Taraflar arasında görülen dava sonucunda verilen hükmün Yargıtayca duruşmalı olarak incelenmesi istenilmekle; duruşma için belli edilen gün ve saatte temyiz eden R.. A.. vs. vekili Avukat O.. Ö.. geldi. Aleyhine temyiz istenilen taraftan gelen olmadı. Gelenin yüzüne karşı duruşmaya başlandı. Sözlü açıklamaları dinlendikten sonra duruşmanın bittiği bildirildi. Süresi içinde inceleme raporu ve dosyadaki belgeler okundu. GEREĞİ GÖRÜŞÜLDÜ:
Kadastro sırasında B.. Köyü çalışma alanında bulunan 1.. ada 9 ve 201 ada 9 parsel sayılı 1.844,12 ve 1.202,20 metrekare yüzölçümündeki taşınmazlar hibe ve kazandırıcı zamanaşımı zilyetliği nedeniyle eşit paylarla R.. oğulları Erdal, Ahmet ve R.. A.. adına; 185 ada 10 ve 203 ada 1 parsel sayılı 899.94 ve 2.635,98 metrekare yüzölçümündeki taşınmazlar aynı nedenlerle eşit paylarla Rahmi oğulları Ahmet ve E.. A.. adına; 163 ada 12, 182 ada 3, 184 ada 6, 197 ada 13 ve 204 ada 1 parsel sayılı 995.02, 384.25, 763.03, 692.17 ve 1097.42 metrekare yüzölçümündeki taşınmazlar aynı nedenlerle Rahmi oğlu R.. A.. adına; 163 ada 21, 182 ada 4, 187 ada 5 ve 19 ile 197 ada 14 parsel sayılı 958.36, 290.89, 1331.07 ve 1237.06 ile 646.03 metrekare yüzölçümündeki taşınmazlar aynı nedenlerle Rahmi oğlu A.. A.. adına; 163 ada 22, 182 ada 5, 187 ada 20 ve 43 parsel sayılı 716.35, 154.21, 1385.98 ve 869.96 metrekare yüzölçümündeki taşınmazlar aynı nedenlerle Rahmi oğlu E.. A.. adına tespit ve 23.11.2009 tarihinde tescil edilmiştir.

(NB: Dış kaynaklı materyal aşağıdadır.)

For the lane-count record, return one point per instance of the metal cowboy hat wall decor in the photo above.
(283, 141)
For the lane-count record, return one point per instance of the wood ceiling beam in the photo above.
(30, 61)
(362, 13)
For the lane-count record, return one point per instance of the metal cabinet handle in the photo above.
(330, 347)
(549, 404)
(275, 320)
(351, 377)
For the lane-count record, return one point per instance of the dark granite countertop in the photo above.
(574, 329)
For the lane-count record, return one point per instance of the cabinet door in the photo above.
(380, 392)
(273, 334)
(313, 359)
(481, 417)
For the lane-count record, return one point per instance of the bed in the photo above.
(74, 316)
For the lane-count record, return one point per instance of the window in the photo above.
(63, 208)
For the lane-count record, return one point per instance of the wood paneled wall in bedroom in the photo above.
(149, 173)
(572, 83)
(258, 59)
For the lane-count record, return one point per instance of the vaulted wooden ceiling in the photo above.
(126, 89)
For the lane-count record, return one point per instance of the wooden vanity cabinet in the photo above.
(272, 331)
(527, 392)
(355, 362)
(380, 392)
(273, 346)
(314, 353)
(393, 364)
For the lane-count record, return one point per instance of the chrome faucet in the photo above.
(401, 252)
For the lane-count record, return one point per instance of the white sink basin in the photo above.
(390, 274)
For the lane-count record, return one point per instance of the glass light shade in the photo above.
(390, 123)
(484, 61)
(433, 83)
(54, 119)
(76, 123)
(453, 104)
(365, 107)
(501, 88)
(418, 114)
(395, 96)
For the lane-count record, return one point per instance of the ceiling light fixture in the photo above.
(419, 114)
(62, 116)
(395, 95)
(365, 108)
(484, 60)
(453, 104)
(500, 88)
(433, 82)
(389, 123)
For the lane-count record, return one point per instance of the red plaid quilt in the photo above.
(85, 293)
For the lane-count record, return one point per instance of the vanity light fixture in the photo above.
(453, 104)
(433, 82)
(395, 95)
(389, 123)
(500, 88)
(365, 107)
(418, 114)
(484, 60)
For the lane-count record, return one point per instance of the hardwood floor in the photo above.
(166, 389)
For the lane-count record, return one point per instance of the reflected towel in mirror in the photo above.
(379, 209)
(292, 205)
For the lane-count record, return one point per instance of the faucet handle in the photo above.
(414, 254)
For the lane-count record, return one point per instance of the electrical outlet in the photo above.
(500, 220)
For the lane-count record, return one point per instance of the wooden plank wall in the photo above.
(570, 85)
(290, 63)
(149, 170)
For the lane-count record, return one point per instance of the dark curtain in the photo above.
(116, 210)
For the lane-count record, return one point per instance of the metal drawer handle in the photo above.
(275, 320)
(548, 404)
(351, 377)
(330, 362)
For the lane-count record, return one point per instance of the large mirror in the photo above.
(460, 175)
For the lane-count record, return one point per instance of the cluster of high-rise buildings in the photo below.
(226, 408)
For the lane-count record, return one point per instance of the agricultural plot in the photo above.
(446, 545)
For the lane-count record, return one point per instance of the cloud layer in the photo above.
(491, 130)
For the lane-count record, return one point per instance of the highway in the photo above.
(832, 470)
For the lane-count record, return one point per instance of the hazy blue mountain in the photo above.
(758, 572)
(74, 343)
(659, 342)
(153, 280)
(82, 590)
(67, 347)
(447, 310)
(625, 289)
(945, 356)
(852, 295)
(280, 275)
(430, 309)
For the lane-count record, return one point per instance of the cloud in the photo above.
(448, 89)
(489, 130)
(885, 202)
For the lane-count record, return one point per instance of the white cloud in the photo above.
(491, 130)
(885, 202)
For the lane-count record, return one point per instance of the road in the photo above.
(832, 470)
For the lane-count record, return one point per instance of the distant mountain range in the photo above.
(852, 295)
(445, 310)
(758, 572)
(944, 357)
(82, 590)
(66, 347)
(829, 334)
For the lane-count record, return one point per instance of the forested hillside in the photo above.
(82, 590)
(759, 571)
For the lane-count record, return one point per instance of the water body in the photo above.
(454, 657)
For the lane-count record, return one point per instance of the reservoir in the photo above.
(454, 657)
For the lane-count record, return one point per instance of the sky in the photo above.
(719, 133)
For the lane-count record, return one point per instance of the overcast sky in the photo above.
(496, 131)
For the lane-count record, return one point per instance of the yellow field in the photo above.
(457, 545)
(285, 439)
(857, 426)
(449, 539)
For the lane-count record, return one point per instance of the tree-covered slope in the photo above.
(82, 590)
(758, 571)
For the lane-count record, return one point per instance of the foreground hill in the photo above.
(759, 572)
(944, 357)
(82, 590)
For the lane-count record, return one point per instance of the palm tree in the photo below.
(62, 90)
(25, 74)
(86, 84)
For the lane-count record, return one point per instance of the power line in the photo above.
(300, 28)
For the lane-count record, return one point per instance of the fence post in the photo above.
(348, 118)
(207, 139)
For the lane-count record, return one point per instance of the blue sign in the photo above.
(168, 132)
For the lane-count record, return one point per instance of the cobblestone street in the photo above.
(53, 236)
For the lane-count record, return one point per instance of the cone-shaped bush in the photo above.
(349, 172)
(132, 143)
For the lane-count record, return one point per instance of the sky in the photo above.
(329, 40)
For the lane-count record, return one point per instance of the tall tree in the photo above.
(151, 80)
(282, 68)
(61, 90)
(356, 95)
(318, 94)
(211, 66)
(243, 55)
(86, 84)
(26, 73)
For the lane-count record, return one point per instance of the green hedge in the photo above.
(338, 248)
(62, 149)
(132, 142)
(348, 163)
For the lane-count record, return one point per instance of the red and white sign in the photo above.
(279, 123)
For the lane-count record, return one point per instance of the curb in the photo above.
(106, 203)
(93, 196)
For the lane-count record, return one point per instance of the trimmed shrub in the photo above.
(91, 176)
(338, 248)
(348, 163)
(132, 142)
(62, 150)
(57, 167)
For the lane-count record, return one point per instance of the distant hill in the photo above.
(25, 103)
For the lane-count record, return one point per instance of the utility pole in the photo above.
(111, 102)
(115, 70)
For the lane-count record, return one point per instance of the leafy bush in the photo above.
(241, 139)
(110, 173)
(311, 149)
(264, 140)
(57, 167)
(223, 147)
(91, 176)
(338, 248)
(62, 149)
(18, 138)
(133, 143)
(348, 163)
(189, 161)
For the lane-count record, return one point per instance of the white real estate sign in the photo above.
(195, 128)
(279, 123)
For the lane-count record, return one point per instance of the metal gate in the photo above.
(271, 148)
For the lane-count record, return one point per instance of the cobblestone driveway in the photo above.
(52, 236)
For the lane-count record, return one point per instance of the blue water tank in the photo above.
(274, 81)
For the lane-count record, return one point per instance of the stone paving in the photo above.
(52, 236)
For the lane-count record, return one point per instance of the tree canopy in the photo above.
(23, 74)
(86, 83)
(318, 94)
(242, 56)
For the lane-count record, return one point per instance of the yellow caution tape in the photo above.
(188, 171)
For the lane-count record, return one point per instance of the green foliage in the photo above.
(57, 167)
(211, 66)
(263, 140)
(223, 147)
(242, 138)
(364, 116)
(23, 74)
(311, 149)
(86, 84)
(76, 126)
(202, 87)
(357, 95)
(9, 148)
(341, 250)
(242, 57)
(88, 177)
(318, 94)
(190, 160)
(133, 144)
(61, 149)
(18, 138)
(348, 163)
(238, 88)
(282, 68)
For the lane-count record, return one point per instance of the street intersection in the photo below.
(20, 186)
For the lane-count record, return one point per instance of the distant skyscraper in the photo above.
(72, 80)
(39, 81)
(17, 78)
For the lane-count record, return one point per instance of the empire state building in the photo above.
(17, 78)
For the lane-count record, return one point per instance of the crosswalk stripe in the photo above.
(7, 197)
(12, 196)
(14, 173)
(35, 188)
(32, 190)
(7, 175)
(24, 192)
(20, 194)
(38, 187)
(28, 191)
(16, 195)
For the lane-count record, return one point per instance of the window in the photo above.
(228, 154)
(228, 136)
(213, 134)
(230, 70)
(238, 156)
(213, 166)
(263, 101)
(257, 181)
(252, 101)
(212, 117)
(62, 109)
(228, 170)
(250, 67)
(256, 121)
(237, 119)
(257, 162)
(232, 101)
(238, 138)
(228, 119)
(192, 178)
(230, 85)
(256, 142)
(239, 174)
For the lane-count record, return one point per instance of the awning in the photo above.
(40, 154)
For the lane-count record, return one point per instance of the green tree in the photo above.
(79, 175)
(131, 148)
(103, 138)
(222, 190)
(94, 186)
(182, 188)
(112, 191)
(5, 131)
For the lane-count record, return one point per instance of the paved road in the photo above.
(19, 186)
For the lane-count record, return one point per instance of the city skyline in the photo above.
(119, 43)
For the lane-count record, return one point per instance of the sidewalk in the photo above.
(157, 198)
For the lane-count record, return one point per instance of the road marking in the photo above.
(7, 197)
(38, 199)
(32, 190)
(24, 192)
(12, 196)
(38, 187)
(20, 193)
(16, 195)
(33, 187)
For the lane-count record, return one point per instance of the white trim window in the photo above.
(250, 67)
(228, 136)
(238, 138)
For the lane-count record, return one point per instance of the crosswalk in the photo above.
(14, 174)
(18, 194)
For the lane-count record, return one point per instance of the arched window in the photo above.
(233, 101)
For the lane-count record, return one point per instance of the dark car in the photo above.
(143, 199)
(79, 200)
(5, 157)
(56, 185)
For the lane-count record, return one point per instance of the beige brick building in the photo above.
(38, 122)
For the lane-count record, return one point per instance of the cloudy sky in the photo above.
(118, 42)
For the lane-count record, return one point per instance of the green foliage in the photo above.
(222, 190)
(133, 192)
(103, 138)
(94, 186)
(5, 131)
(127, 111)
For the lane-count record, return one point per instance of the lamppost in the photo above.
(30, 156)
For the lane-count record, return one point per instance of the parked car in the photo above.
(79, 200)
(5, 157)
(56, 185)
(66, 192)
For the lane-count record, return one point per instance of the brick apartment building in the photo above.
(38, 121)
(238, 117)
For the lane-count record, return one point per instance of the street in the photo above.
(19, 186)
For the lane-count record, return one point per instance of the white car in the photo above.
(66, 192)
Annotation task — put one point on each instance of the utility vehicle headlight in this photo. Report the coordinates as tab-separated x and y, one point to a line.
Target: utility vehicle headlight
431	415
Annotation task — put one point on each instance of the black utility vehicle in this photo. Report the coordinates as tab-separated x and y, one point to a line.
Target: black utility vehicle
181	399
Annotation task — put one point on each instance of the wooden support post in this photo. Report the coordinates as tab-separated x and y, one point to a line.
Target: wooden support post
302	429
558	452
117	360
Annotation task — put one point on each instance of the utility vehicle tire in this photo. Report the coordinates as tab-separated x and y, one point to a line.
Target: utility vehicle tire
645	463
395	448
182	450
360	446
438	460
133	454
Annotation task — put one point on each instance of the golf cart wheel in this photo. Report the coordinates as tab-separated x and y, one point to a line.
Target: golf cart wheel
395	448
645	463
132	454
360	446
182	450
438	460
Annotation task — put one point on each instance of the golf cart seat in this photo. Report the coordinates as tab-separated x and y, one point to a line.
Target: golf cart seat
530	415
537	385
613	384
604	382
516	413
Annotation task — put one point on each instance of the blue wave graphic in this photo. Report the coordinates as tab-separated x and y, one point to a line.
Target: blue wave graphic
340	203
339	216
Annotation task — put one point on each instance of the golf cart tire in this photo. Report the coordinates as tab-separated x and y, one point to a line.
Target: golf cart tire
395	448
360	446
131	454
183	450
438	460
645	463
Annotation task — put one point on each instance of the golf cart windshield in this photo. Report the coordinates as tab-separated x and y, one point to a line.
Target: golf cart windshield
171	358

Davacı Rahmi kızı C.. B.. vekili 14.12.2009 tarihli dava dilekçesi ile babaları Rahmi ‘den kalan taşınmazlarda davacının da miras payı oranında hakkının bulunduğu iddiasına dayanarak, davacının miras payı oranında tapu kayıtlarının iptali ve davacı adına tescili istemiyle dava açmıştır. Mahkemece yapılan yargılama sonunda davanın kabulüne ve dava konusu B..Köyü 187 ada 5, 19, 20 ve 43 parseller ile 197 ada 13, 14, 201 ada 9, 203 ada 1, 204 ada 1, 158 ada 9, 163 ada 12, 21, 22, 182 ada 3, 4, 5 184 ada 6 ve 185 ada 10 parsel sayılı taşınmazların davalılar adına olan tapu kaydının, muris Rahmi’nin Aybastı Sulh Hukuk Mahkemesinin 02.06.2010 tarih, 2010/200 Esas, 2010/202 Karar sayılı mirasçılık belgesine göre davacı C.. D.. adına olan 3/20 payı oranında iptali ile bu payın davacı Rahmi ve Yeter kızı 1956 doğumlu 6……… TC. Nolu C.. D.. adına tapuya kayıt ve tesciline, dava konusu taşınmazlardaki kalan kısımda davalıların haklarının baki tutulmasına karar verilmiş; hüküm, davalılar vekili tarafından temyiz edilmiştir.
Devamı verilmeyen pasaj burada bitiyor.